# Multimodal RAG with Langchain

This cookbook shows how to perform RAG on the table and text output of the nv-ingest pdf extraction pipeline. However, using RAG on tables can present some challenges as raw table data doesn't always work well with semantic similarity search. To account for this we will generate summaries of the table data to perform the similarity search on.

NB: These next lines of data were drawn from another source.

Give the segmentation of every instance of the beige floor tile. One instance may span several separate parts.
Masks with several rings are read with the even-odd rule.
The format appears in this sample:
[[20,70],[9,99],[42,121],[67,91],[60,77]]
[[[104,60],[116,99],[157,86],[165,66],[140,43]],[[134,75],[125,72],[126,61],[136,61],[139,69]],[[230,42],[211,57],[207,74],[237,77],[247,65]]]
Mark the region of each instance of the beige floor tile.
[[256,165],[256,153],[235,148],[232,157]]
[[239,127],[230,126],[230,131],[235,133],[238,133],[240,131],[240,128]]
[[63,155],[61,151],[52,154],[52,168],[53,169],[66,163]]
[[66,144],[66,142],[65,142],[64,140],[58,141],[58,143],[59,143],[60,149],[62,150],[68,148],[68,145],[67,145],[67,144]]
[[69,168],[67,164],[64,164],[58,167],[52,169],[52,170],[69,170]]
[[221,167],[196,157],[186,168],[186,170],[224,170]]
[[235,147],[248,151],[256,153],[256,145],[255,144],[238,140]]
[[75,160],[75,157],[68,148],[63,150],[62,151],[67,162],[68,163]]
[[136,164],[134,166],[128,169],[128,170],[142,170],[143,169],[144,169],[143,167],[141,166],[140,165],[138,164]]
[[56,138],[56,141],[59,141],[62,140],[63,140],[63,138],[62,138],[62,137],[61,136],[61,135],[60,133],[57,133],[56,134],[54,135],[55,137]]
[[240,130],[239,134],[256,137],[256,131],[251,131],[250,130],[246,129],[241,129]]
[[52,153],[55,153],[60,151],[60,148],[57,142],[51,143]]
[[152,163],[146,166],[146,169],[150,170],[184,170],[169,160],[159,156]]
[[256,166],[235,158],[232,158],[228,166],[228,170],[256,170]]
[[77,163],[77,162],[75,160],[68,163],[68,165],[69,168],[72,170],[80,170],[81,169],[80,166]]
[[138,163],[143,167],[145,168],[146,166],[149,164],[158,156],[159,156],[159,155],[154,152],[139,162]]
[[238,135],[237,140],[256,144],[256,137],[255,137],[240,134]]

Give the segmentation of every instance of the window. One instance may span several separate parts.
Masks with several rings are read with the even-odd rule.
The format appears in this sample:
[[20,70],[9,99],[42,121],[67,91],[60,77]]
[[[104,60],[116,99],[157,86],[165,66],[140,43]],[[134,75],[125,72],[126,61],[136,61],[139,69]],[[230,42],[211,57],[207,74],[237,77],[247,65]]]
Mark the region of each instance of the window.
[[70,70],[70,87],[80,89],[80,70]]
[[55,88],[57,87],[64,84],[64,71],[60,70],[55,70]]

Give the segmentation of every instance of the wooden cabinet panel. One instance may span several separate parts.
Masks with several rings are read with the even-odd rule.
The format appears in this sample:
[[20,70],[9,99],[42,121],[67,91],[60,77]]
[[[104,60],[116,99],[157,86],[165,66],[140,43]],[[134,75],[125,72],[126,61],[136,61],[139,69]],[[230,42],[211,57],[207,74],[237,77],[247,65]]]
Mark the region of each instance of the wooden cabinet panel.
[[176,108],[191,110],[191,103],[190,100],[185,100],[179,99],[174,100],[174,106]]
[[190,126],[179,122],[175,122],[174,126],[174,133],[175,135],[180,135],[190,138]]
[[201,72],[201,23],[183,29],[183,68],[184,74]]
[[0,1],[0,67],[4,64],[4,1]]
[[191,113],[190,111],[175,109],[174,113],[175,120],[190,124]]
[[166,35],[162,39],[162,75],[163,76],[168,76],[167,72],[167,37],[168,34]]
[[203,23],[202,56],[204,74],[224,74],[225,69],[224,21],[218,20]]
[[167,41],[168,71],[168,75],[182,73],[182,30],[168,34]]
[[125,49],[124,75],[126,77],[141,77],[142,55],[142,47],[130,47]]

First, we'll load in the text and table json content from the extracted nv-ingest metadata:

In [2]:
import json
from pathlib import Path

text_data = json.loads(Path("/raid/cjarrett/ingest_gh/nv-ingest/processed_docs/text/multimodal_test.pdf.metadata.json").read_text())
table_data = json.loads(Path("/raid/cjarrett/ingest_gh/nv-ingest/processed_docs/structured/multimodal_test.pdf.metadata.json").read_text())

text_content = [doc["metadata"]["content"] for doc in text_data]
table_content = [table["metadata"]["table_metadata"]["table_content"] for table in table_data]

Next, we'll create a chain that uses an llm to summarize table or text chunks

In [3]:
import os

os.environ["OPENAI_API_KEY"] = ""

In [5]:
from langchain_core.output_parsers import StrOutputParser
from langchain_core.prompts import ChatPromptTemplate
from langchain_openai import ChatOpenAI

prompt_text = """You are an assistant tasked with summarizing tables and text. \ 
Give a concise summary of the table or text. Table or text chunk: {element} """
prompt = ChatPromptTemplate.from_template(prompt_text)

model = ChatOpenAI(temperature=0, model="gpt-4o")
summarize_chain = {"element": lambda x: x} | prompt | model | StrOutputParser()

And then we'll apply that chain to each of our text and table chunks

In [None]:
table_summaries = summarize_chain.batch(table_content, {"max_concurrency": 5})
text_summaries = summarize_chain.batch(text_content, {"max_concurrency": 5})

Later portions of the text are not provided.